In the IT landscape, applications often have their own internal directory feature for accounts and groups, which is not shared between different applications. This is referred to as the "internal directory" model. To inventory the accounts from these applications, EmpowerID requires an Account Store and Resource System connection. In contrast, some applications utilize a centralized directory for security, relying on a shared LDAP directory used by multiple applications. This is known as the "external directory" model, where the management of these functions is delegated to the LDAP Directory or Account Store.
So far, we’ve determined that to manage an application containing its own Accounts and Groups, EmpowerID requires an Account Store and Resource System. What we haven’t defined yet is the purpose of the “Application” object in EmpowerID, which would be created in the ProtectedApplicationResources table. Application objects in EmpowerID are the logical definition of what admins and end-users think of as an application. They typically contain the URL of the application, a description, icon and are what users see and request access to in the IT Shop.

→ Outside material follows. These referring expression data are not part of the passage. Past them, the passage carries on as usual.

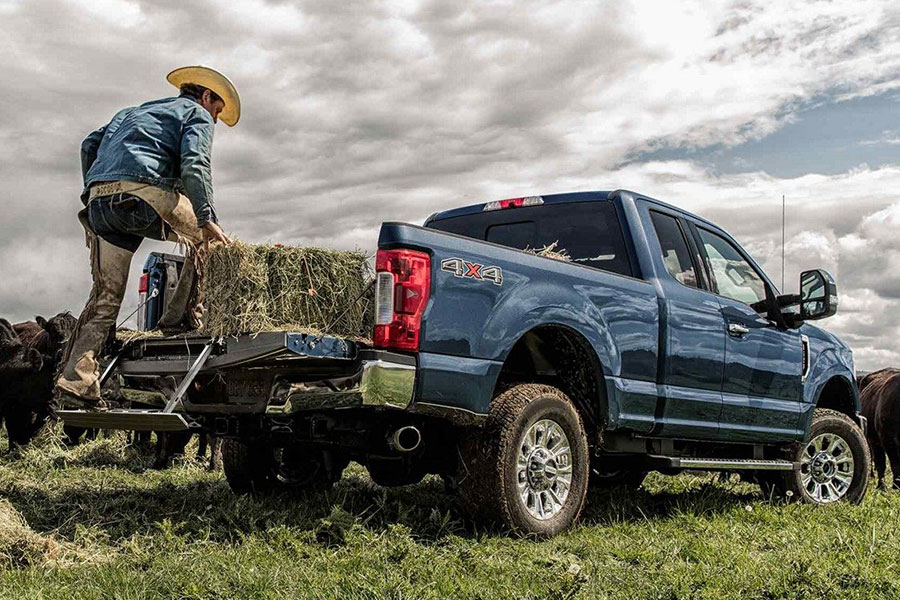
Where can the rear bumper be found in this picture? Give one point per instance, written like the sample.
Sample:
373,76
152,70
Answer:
381,379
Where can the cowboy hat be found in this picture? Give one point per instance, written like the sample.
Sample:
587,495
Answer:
212,79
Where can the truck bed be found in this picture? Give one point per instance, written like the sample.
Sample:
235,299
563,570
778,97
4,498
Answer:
174,355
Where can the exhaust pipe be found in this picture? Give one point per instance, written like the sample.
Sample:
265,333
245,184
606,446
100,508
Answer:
405,439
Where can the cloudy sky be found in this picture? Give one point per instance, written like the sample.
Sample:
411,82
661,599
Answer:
356,112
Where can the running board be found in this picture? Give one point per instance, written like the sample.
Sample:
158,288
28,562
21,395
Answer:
722,464
125,419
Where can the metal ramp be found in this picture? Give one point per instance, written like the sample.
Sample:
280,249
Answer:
140,419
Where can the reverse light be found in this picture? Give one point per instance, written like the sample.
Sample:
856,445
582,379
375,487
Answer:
513,203
402,286
143,286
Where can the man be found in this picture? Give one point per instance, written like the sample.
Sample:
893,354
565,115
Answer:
135,170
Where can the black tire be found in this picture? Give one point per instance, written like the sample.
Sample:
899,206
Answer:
254,467
248,467
490,473
803,485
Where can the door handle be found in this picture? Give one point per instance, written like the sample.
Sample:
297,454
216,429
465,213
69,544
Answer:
737,329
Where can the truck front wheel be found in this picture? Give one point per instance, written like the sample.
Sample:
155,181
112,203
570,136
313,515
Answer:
834,461
528,466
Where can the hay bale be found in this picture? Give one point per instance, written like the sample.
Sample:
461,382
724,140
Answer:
249,288
20,546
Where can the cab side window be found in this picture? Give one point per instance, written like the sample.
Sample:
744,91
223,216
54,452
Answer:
675,253
734,277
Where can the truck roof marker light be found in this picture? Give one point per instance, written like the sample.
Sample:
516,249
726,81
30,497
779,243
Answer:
513,203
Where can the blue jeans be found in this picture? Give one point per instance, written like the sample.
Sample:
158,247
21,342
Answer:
124,221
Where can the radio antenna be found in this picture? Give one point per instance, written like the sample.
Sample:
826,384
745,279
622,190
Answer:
782,243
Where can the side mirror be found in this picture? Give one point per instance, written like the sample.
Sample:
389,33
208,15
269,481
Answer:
818,295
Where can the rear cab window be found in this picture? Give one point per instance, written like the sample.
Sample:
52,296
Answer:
675,252
589,232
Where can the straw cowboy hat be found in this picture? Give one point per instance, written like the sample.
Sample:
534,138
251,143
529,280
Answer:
212,79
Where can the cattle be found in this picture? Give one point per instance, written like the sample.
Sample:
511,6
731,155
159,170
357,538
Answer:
20,369
880,400
27,403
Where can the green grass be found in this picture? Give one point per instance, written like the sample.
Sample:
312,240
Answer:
124,531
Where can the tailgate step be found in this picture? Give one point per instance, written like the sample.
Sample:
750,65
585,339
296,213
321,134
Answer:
723,464
126,419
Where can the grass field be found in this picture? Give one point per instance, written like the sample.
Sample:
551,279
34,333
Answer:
101,525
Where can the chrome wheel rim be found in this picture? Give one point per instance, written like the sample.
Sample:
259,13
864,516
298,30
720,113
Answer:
544,469
826,468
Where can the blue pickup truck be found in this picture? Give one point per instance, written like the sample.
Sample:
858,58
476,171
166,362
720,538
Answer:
655,343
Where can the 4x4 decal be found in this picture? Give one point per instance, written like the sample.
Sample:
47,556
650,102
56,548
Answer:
464,268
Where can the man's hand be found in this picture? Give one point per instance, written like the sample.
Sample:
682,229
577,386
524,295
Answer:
213,233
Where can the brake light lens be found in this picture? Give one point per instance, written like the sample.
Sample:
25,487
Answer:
402,286
513,203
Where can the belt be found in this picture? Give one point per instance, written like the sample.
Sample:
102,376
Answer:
107,189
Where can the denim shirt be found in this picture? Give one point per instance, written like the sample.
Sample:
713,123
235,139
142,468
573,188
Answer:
166,143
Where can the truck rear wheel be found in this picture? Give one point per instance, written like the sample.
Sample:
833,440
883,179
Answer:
256,467
834,461
528,467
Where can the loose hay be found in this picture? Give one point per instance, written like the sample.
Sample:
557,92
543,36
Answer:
249,288
20,546
125,335
551,251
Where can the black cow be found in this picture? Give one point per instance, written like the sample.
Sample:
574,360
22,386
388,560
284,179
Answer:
880,400
20,368
28,402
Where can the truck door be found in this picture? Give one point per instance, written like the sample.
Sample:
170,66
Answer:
761,387
690,396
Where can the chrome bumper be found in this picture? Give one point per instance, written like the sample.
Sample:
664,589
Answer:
382,379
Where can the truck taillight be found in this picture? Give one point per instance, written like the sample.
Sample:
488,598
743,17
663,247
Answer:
402,285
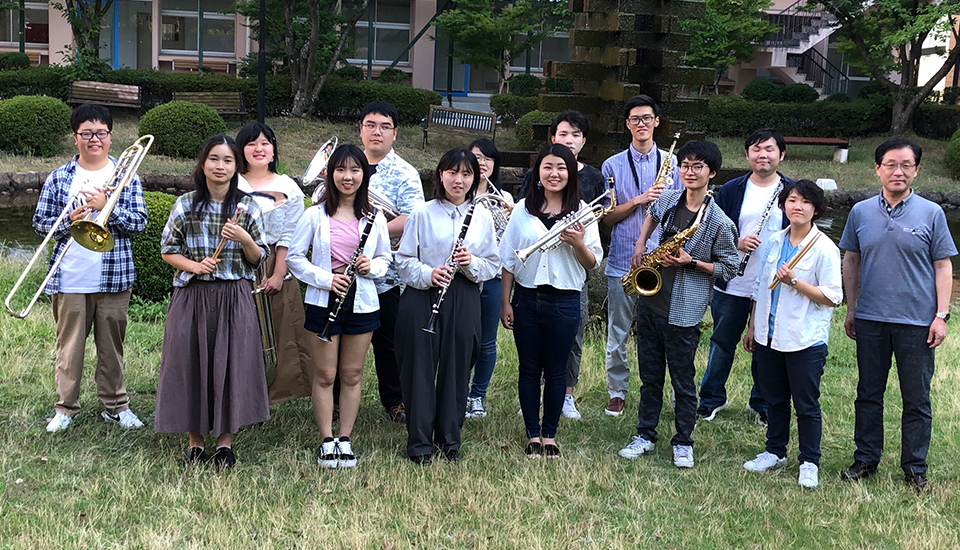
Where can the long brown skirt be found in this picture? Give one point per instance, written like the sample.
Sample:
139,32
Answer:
295,363
211,367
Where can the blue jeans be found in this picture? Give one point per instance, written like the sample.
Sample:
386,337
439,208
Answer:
544,326
489,323
730,316
876,343
796,375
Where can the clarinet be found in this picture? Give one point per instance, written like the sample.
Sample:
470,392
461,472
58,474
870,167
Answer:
351,272
432,323
758,229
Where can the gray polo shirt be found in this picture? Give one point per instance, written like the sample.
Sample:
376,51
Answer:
897,249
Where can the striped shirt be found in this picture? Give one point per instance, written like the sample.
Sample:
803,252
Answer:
623,235
195,235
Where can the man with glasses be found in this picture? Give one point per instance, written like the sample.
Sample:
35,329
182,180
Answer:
751,202
399,182
91,289
898,278
634,171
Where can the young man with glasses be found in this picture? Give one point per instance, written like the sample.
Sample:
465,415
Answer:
91,289
668,322
748,200
399,182
898,279
634,171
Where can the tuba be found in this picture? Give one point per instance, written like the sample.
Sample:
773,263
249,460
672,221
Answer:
645,280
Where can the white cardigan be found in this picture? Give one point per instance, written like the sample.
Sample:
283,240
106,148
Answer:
313,229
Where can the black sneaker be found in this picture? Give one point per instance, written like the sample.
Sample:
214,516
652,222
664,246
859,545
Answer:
224,458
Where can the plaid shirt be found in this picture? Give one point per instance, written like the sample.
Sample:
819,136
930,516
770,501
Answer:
129,217
195,235
715,240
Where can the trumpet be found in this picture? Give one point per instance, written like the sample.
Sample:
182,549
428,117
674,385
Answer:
591,213
90,234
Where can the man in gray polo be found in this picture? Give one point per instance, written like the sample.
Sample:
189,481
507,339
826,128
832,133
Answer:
898,278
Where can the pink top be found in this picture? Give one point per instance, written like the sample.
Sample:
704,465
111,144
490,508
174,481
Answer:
344,239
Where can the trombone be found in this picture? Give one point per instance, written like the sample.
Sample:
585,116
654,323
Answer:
90,234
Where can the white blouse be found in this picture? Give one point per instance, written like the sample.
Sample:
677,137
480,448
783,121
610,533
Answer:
314,230
428,236
558,267
279,222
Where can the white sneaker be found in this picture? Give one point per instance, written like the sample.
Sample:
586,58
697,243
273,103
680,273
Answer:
636,447
570,407
475,408
808,475
126,419
765,461
59,422
683,456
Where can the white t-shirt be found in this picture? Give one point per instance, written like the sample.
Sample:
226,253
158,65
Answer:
80,268
755,201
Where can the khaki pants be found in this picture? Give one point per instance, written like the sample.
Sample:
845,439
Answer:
75,314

In the internal directory scenario described above, when onboarding these applications in EmpowerID, the admin would select the Account Store defined for the app's internal directory. This lets EmpowerID know which Account Store contains the accounts and groups that can access the application. However, in our eternal directory scenario, the admin would onboard multiple applications where EmpowerID would be selected as the Account Store for the application. In this scenario, where many applications in EmpowerID share the same Account Store for their security, the application owner can select specific groups in any Account Store to link as granting access to that application.
Key Components Related to an EmpowerID Application
Protected Application Resources like pages, controls, APIs
SSO Connections (SAML, OpenID Connect, etc.)
OAuth Scopes configuration
Multi-Factor Authentication settings
PBAC rights and roles
Groups and roles that should be requestable for this app in the IT Shop
Key Takeaways:
Most applications have a one-to-one relationship with an Account Store that represents their internal directory.
Applications that share an Account Store would use EmpowerID as the Account Store and then link the specific groups they wish to grant access to their application.
An application object is not automatically created for each Account Store in EmpowerID.
Any application configured for SSO requires an application object in EmpowerID.
The component for applications and their subcomponents is named
ProtectedApplicationResource
.During application onboarding selecting to create a Tracking Only Account Store will create a “logical” Account Store in EmpowerID for access requests and tracking that is not inventoried or managed.